There are a few things that you need to understand about that trial. One, it only included patients between the ages of 55 and 74; two, you had to have smoked at least 30 pack-years — that’s 30 years at a pack a day, or for example, 15 years at two packs a day. So you need to have a certain smoking history and be of a certain age to enter into that trial, and now patients in that age range with that smoking history are eligible to be screened for lung cancer with a yearly CT.
The advantage is that you hope to get the cancer when it’s quite small, and so it can be resected with a surgery, taken out, and that patient will have a better chance of being cured of their cancer because as we get to more advanced stages like when the cancer has spread outside of the chest, the hope for a complete cure is lessened. Early stage cancer, screen-detected cancer, has a better chance for cure.

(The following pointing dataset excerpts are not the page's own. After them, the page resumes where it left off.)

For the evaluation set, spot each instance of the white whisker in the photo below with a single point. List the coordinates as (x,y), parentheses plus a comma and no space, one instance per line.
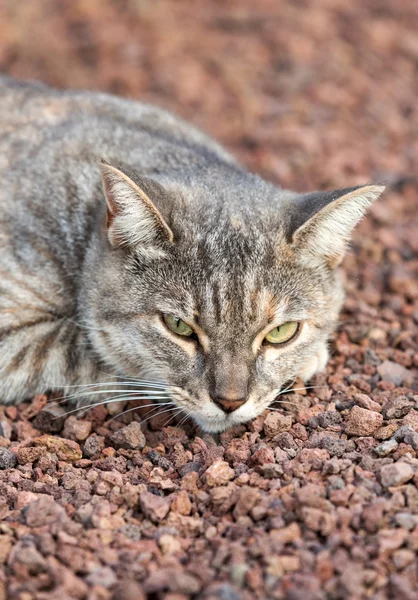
(108,401)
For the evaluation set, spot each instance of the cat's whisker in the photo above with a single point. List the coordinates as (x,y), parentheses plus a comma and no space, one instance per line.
(139,383)
(155,413)
(84,409)
(282,402)
(138,393)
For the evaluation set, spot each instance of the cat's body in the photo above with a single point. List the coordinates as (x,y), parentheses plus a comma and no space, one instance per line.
(189,234)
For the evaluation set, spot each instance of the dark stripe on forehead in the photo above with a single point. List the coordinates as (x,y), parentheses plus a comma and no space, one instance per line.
(217,302)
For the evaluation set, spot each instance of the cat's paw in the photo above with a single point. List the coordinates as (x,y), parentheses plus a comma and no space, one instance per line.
(316,364)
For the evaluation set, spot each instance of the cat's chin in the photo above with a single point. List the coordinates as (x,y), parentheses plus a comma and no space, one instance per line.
(222,423)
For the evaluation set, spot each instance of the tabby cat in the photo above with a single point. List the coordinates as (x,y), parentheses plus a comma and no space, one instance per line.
(134,246)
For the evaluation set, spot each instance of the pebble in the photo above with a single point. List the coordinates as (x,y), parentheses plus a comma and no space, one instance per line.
(396,474)
(93,445)
(220,473)
(5,429)
(129,437)
(393,372)
(30,454)
(77,430)
(8,459)
(50,419)
(64,449)
(386,448)
(397,408)
(181,503)
(363,422)
(128,590)
(154,507)
(276,423)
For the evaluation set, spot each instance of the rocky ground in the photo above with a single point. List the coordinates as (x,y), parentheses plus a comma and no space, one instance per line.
(318,499)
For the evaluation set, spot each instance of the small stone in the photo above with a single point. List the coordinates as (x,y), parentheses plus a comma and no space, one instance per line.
(402,558)
(393,372)
(25,553)
(169,544)
(386,431)
(287,535)
(247,498)
(181,503)
(397,408)
(408,435)
(129,437)
(391,539)
(50,419)
(93,445)
(5,429)
(29,455)
(406,520)
(24,498)
(44,511)
(159,460)
(271,470)
(238,451)
(154,507)
(396,474)
(264,454)
(77,430)
(8,459)
(365,401)
(219,474)
(128,590)
(103,576)
(64,449)
(276,423)
(363,422)
(328,418)
(386,448)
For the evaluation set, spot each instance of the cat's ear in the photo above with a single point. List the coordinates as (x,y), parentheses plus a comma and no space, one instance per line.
(321,223)
(133,220)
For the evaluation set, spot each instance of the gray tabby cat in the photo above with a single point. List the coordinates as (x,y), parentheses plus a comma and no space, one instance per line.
(132,244)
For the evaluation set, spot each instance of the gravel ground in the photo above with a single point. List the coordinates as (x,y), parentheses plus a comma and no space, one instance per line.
(319,498)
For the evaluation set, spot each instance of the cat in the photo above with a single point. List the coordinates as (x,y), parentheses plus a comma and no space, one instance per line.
(133,245)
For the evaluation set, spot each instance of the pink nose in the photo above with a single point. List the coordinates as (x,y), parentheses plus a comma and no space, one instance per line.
(228,405)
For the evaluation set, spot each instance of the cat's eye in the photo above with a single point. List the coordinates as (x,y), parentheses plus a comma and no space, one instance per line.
(282,333)
(177,326)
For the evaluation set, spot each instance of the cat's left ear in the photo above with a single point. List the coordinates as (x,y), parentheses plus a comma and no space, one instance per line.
(321,223)
(133,219)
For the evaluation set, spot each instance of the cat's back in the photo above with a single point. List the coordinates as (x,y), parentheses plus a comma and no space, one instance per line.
(38,122)
(51,202)
(51,142)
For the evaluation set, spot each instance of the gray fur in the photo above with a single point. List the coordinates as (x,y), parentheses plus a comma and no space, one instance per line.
(219,248)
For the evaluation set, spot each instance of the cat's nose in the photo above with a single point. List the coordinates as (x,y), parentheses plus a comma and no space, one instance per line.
(228,405)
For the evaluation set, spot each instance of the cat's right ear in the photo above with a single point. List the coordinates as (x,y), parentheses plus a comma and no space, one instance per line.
(133,220)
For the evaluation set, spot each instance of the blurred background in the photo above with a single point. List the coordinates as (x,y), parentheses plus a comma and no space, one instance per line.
(311,93)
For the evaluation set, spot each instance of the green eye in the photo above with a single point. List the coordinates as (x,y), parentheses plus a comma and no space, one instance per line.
(283,333)
(177,326)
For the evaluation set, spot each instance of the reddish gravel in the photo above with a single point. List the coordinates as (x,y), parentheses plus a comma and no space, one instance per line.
(320,499)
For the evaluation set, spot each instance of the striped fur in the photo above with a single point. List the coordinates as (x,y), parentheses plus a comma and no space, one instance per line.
(203,239)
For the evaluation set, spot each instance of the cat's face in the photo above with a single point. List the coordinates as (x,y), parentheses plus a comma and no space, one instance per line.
(226,310)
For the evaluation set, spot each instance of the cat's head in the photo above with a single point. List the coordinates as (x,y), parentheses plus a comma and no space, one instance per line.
(225,289)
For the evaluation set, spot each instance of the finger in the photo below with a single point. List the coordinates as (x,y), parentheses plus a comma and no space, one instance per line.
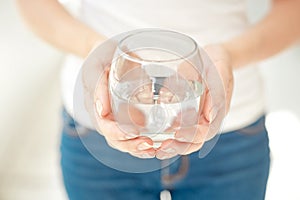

There are some disadvantages to screening though that people need to be aware of. About one quarter of the time, patients who have a scan will have a spot on their lung, or a nodule, or a lesion it’s sometimes called — a quarter of the time those spots are there, and 96% of the time they’re benign spots, but they still need to be evaluated. Sometimes they’re evaluated just with following up with a CT scan, sometimes they’re evaluated with a biopsy, and even sometimes it requires surgery to get those out. That can cause a lot of anxiety in patients and certainly put them at risk for unnecessary procedures, particularly if you’re taking out something that was going to be benign all along. So that’s some of the disadvantage of being screened for lung cancer.
Also, as folks get older, so when you get up into that 75-77 age range, you also have other comorbidities, other things, other health issues that make it difficult for you to undergo surgery, and so some patients may not want to be screened if they have other health problems that may preclude a long life expectancy.
Overall, screening is being implemented in the United States the same way breast cancer screening was implemented years ago in the United States, and we’re doing it very carefully to make sure the patients are of the appropriate setting. The other thing we’re doing is making sure that if patients are smoking, that they get some smoking cessation as part of their screening endeavor.